Impaired Stress Response in Old Mice
Nirinjini Naidoo, Megan Ferber, Monali Master, Yan Zhu, and Allan I. Pack
(see pages 6539–6548)
Elderly mice manage protein misfolding less efficiently than young mice, report Naidoo et al. this week. Because protein misfolding can lead to protein aggregation and neurodegeneration, cells initiate the “unfolded protein response” when unfolded proteins begin to accumulate in the endoplasmic reticulum (ER). If ER stress continues, an ER-induced apoptosis pathway is activated. Naidoo et al. previously showed that sleep deprivation activates the unfolded protein response in young mice: the chaperone BiP (which helps ensure proper folding) is upregulated, and the translation initiation factor eIF2α is inactivated by phosphorylation. The authors now show that baseline levels of BiP and phosphorylated eIF2α were lower in aged mice than in young, and the levels were not altered by sleep deprivation.

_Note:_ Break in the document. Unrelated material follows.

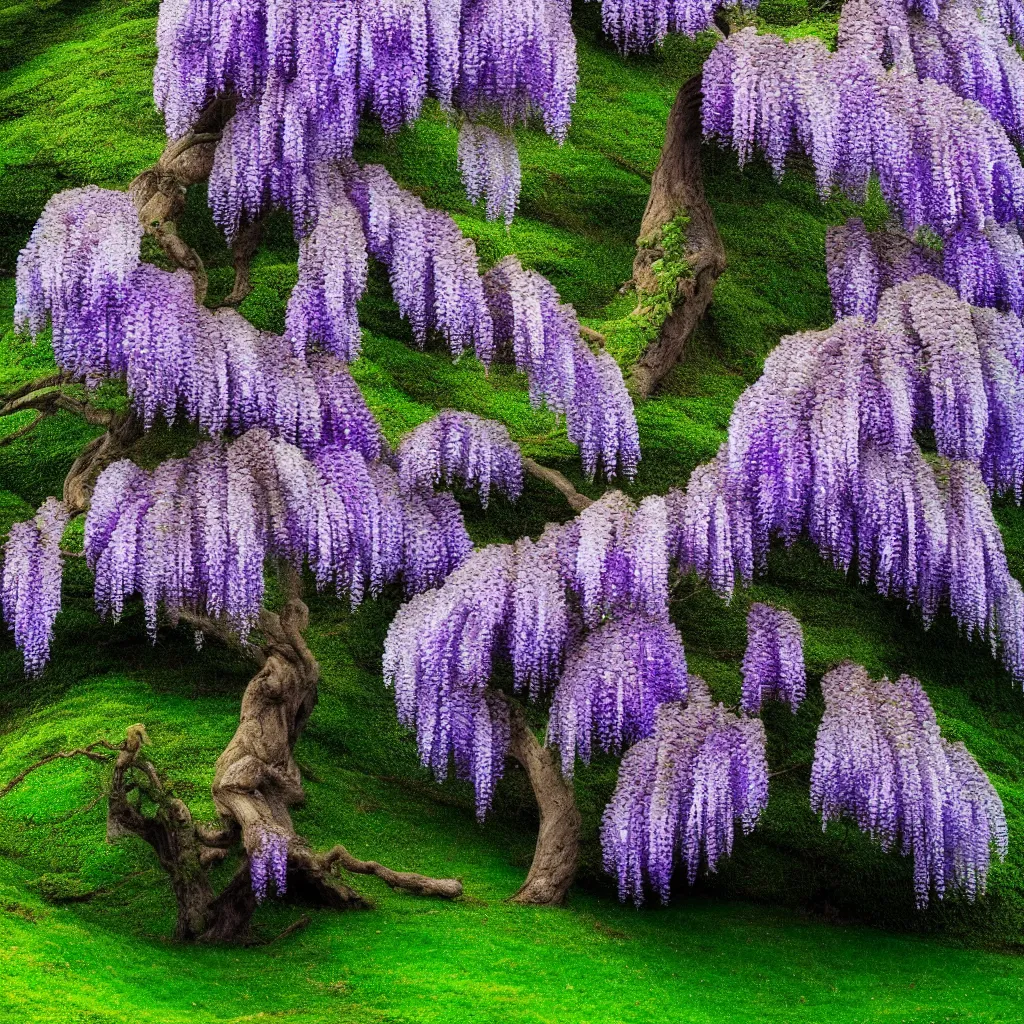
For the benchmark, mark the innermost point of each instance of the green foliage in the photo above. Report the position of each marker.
(90, 921)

Furthermore, baseline levels of proapoptotic proteins were higher in aged mice and were further elevated by sleep deprivation in aged mice, but not young mice, suggesting that a deficient unfolded protein response increases apoptosis.
Neuronal Activation by Astrocytic Calcium
Eiji Shigetomi, David N. Bowser, Michael V. Sofroniew, and Baljit S. Khakh
(see pages 6659–6663)
Increases in intracellular calcium cause astrocytes to release glutamate, but evidence that this glutamate produces currents in neurons has been contradictory. Shigetomi et al. now present convincing evidence that astrocytic glutamate release only sometimes stimulates neurons, which helps to explain previous results. In mouse hippocampal slices, the time course (but not the amplitude) of astrocytic calcium elevation differed when triggered by activation of different endogenous receptors: PAR-1 or P2Y1. More importantly, only PAR-1 activation, which produced slower and longer-lasting calcium elevation, increased the frequency of slow inward currents in neurons. These currents are mediated by activation of extrasynaptic NMDA receptors. The authors' previous work suggests that PAR-1 and P2Y1 receptors activate different forms of glutamate exocytosis, which could explain the differential effects on neurons. The results demonstrate that the mechanism and/or dynamics of calcium elevation is a critical determinant of whether subsequent glutamate release activates neuronal receptors.
Task-Dependent Attention Mechanisms
Chad M. Sylvester, Anthony I. Jack, Maurizio Corbetta, and Gordon L. Shulman
(see pages 6549–6556)
Attention modulates the activity of sensory areas by both increasing the activity in regions responding to attended stimuli and reducing activity in other regions. It is unclear, however, whether neural mechanisms of attention vary with perceptual requirements. To answer this question, Sylvester et al. measured prestimulus preparatory brain activity while subjects performed nearly identical visual tasks. One task (threshold detection) used low-contrast stimuli that were easily distinguishable from each other but difficult to distinguish from background, whereas the other task (discrimination) used high-contrast stimuli that were difficult to distinguish from each other. As expected, in both tasks, prestimulus activity increased in visual cortical regions representing the attended area and decreased in nontarget areas. But in the threshold detection task, activity was lower in nontarget areas, particularly the peritarget area, compared to in the discrimination task, suggesting that attention mechanisms vary depending on task requirements.
Neurobiology of Disease
Novel Deafness Gene
Zheng Chen, Mireille Montcouquiol, Rene Calderon, Nancy A. Jenkins, Neal G. Copeland, Matthew W. Kelley, and Konrad Noben-Trauth
(see pages 6633–6641)
Jackson circler mice have a recessive mutation that causes deafness and circling behavior due to defective development of the inner ear. Chen et al. have identified the gene containing this mutation, Jxc1, and report that elongation and patterning of the cochlea was greatly disrupted in mutants. Fewer rows of hair cells were present in some regions, whereas extra rows appeared in others. In addition, mutant cochlea had a mirror-image duplication of the tunnel of Corti and inner hair cells, and ectopic, vestibular-like hair cells were present. The vestibular system was also abnormal: the utricles and saccules were significantly thicker in mutants, and their surface areas were smaller. The sequence of Jxc1 indicates that it has two phenylalanine-cysteine-serine-type zinc-finger domains, suggesting that it is a transcriptional silencing factor. The protein is normally expressed in the nucleus, but the mutant protein, which is a truncated form, also appears in the cytoplasm.